Table 2 displays the various classification metrics produced for cloud removal and opacity estimation images using various methods. “CGANs” map the cloudy image element into the cloud-free image distribution characteristics, minimizing the difference between the cloudy image element and the cloud-free image element. However, the reflection characteristics of the image element are not identical to the semantic information. Therefore, “GANs” contribute to the deceptive image element of the metrics and the low reliability of the direct measurement of cloud removal findings. Consequently, we perform the metrics operation based on each model cloud opacity image. The estimations of cloud opacity, namely, RMSE (Alpha), SSIM (Alpha), and PSNR (Alpha), demonstrate that the efficacy of “SCM-CNN (U²Net)” surpasses that of other methods by a significant margin, while “SCM-CNN (ResNet-50)” also achieves commendable results. On the other hand, although Hot and CGANs exhibit better RMSE (Alpha) scores in terms of image element similarity, their performance in the structural similarity index SSIM (Alpha) is generally subpar.

In addition, “Hot” and “CGANs” also modify many image elements in the original image’s cloud-free region, resulting in many noise points in the cloud opacity estimation map. “SpA-GAN” output results are very similar to the global features, and the obtained ones are filled with a large number of ground surface texture features, but the pixel gap is small. Figure 7 divided the prediction results into 101 and 11 classes based on intervals from 0–1, and then obtained the prediction pixel accuracy based on matching the prediction results to labels. In Figure 7, the ACC101 (Alpha) shows that “SCM-CNN” has the best performance, while CGANs and Closed-form matting metrics are unstable. In addition, ACC11 (Alpha) shows that each method of cloud removal possesses better accuracy and the probability density of CGANs is more concentrated on a particular part.
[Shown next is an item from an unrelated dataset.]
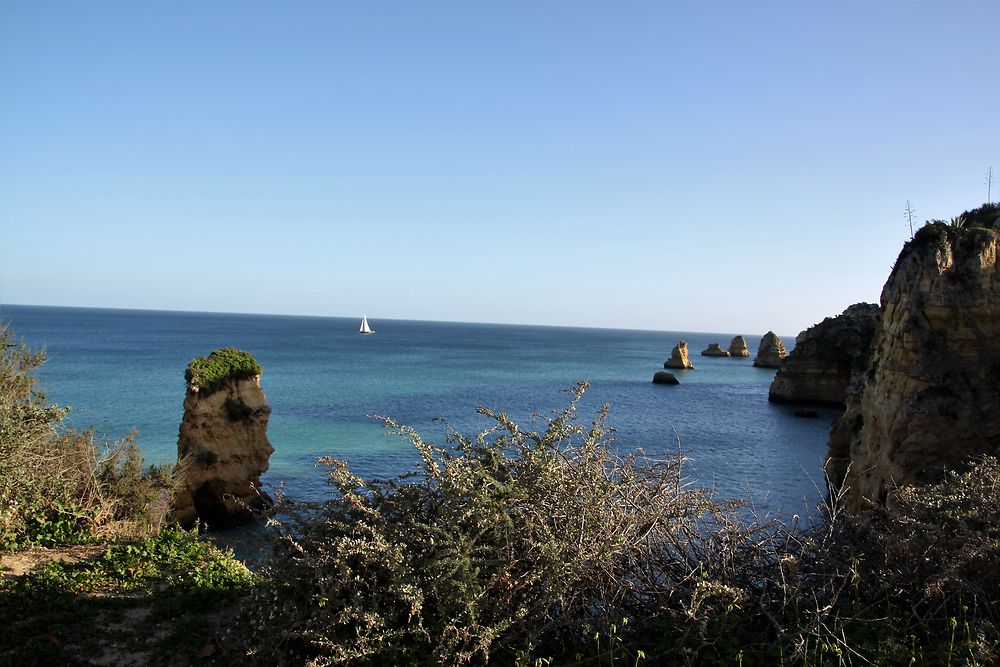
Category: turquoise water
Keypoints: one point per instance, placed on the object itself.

The disadvantage of “Dark Channel” transmittance estimation is that it does not conform to the imaging mechanism of RS images and will enhance or weaken the image according to the image element brightness. The “Hot” is more sensitive to the feature, leading to the apparent skyline variation. The magnitude is variable, and all the image elements that deviate from the clear skyline must return to the clear skyline, but this step introduces much noise. The methods employed in this study for image generation are known as conditional generative adversarial networks (CGANs), which are currently considered state-of-the-art. The comparison of the three CGANs utilized in this study, SpA-GAN, CR-GAN, and Pix2pix, indicates that the overall effect of SpA-GAN is greater than that of CR-GAN and Pix2pix. This is primarily due to the attention mechanism introduced by SpA-GAN and CR-GAN. For more details, please refer to Figure A5, which presents the attention images under different conditions. However, the models cannot distinguish between thin and thick clouds. When complex meteorological conditions occur, the model results appear to be “fabricated,” reducing the realism of the cloud removal results. In contrast, our proposed “SCM-CNN” is based on cloud detection, which achieves cloud removal by estimating clouds’ opacity and maximum reflectance in RS images without modifying the image elements in cloud-free areas.

In addition, it is worth mentioning that as the cloud opacity increases, the confidence level of the surface image elements recovered results will gradually decrease. Depending on the scenario, “SCM-CNN” can be artificially set as a threshold in practical applications to assist human interpretation and data processing (Figure 8).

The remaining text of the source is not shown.